Essas políticas de industrialização altamente dependente de crédito subsidiado pelo governo. E com incentivos tributários e gasto público que não foram sustentáveis em outro período e geraram, em 2015 e 2016, a mais profunda recessão que o País já viu. No curto prazo, isso promete dar uma sensação de bem-estar. Mas é difícil apostar que isso é sustentável no médio e longo prazo. Não sendo sustentável, gera eventualmente um grau de dependência que, aí na frente, o País quebra tentando manter ou frustra as expectativas quando tiver de cortar os incentivos por não ter mais capacidade de sustentar. Mas é um modelo econômico que preponderou no debate político recente.

E qual é a sua avaliação do ministro da Fazenda, Fernando Haddad?
Vejo o ministro da Fazenda com muita boa vontade de buscar o equilíbrio fiscal.

Mas a estratégia é aumentar a arrecadação e não cortar custos.
Pois é.
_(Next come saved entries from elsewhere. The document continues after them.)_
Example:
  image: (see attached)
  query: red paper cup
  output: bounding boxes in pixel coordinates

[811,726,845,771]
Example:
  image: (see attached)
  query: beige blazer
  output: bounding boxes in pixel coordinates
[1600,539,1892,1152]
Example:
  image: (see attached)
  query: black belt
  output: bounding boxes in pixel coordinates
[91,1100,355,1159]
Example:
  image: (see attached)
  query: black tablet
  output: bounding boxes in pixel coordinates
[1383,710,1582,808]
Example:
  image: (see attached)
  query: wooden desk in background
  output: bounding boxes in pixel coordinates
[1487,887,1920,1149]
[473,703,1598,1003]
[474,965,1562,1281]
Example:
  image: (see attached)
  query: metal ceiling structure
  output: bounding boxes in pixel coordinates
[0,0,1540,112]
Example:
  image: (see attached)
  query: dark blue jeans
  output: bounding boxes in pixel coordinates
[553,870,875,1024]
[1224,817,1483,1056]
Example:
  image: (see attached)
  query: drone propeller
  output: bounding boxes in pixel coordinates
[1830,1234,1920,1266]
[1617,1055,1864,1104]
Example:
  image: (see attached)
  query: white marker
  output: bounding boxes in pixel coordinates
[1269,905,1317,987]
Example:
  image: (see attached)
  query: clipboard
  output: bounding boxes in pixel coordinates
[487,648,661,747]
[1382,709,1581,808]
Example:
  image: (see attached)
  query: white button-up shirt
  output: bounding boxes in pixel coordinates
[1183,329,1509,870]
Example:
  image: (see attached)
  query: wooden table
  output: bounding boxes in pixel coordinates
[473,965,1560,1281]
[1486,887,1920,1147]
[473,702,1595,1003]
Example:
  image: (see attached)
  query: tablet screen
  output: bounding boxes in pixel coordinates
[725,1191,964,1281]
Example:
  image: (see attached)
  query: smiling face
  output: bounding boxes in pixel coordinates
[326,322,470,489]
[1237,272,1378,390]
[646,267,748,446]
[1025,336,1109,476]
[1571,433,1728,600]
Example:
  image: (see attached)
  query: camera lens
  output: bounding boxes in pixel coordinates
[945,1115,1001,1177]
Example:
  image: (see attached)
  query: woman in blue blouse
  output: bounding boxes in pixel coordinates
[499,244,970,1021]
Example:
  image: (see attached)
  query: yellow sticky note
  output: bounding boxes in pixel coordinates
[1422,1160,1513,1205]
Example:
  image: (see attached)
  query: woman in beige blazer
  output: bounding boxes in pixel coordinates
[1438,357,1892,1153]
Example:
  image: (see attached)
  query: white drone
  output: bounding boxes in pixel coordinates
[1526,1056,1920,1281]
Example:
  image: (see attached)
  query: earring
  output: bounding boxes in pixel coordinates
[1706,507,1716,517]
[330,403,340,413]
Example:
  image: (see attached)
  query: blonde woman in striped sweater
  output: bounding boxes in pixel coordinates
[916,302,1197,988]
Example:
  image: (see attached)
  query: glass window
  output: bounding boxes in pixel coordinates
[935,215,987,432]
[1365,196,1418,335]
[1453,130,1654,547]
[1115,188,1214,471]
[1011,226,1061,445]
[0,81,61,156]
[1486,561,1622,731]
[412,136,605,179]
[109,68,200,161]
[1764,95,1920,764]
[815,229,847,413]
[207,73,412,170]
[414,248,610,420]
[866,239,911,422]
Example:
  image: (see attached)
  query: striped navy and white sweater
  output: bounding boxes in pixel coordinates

Esse aumento da arrecadação, na forma que é buscada, acaba gerando também dificuldades de desenvolvimento. O Brasil precisava assistir a uma reforma administrativa que gerasse menores custos da máquina pública para ter uma melhor conciliação entre o custo ao contribuinte e o custo que a máquina pública tem. O modelo econômico que prepondera sob a visão do Partido dos Trabalhadores acaba sendo um modelo antigo de incentivos para uma economia defasada, para setores menos modernos da economia e ainda é questionável sobre os resultados que se poderá produzir.